Either solution is fine with me, but...

I hate both of them, and I (mostly) blame uffd.  Some blame is on syzbot
for exposing me to this unreachable failure. ;-)

I think Lorenzo's patch points out that we should have a better way to
deal with a return and a vma pointer and we basically have that a lot of
other places with the structures that we thread through to deal with
mostly unreachable errors that syzbot injects.  I dislike flags passed
in to treat things differently.  We are adding an 8th argument to the
function (of type boolean) to work around this..

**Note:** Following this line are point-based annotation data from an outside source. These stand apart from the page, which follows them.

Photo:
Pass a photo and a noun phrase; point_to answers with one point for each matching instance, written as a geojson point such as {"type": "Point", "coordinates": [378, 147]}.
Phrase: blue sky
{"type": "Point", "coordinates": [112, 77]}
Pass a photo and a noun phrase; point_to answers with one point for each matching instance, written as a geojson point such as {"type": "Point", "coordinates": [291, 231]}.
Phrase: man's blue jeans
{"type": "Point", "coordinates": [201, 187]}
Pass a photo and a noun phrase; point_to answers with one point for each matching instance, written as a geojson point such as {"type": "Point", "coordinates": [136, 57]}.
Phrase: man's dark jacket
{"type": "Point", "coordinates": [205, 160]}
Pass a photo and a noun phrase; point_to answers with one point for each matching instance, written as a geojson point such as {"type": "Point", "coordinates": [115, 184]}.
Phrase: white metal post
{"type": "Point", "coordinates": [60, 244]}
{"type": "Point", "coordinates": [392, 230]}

I think Pedro's patch is working around the same issue of return value
vs return pointers.  Other places we pass in &prev and just do what we
need to in the caller and just check the return value - which I also
hate, especially when you look at the assembly generated to deal with a
"non-problem" problem.

I have no better solution and need to spend more time looking into it,
but the number of times we have syzbot failing a random allocation and
finding issues.. well, it's basically a class of bugs we handle very
poorly throughout our stack.

Realistically, I *hope* that Lorenzo's additional argument will make
code authors think twice about the failure scenario when calling the
function.

Pedro's code fixes this caller, but leaves the possibility of someone
missing this again in the future, I think?  This could be made more
obvious with some clever naming of functions, perhaps try_<something>?

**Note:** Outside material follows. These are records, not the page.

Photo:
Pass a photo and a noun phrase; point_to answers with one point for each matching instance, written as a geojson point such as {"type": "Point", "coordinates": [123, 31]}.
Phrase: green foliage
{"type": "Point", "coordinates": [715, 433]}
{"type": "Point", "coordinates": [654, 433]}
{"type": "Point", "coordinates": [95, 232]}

We are essentially avoiding the compiler from catching the error for us
by returning that ERR_PTR(), which (keeping with the theme of my email)
I hate.  It's fine for little functions but we've made a mess of it too
often.

Reality will probably not align with the realistic view and people will
just copy/paste from wherever they saw it called... so we should think
twice about the failure scenarios on code review and I think a flag
(or a function name change?) might make this more obvious.

Thanks,
Liam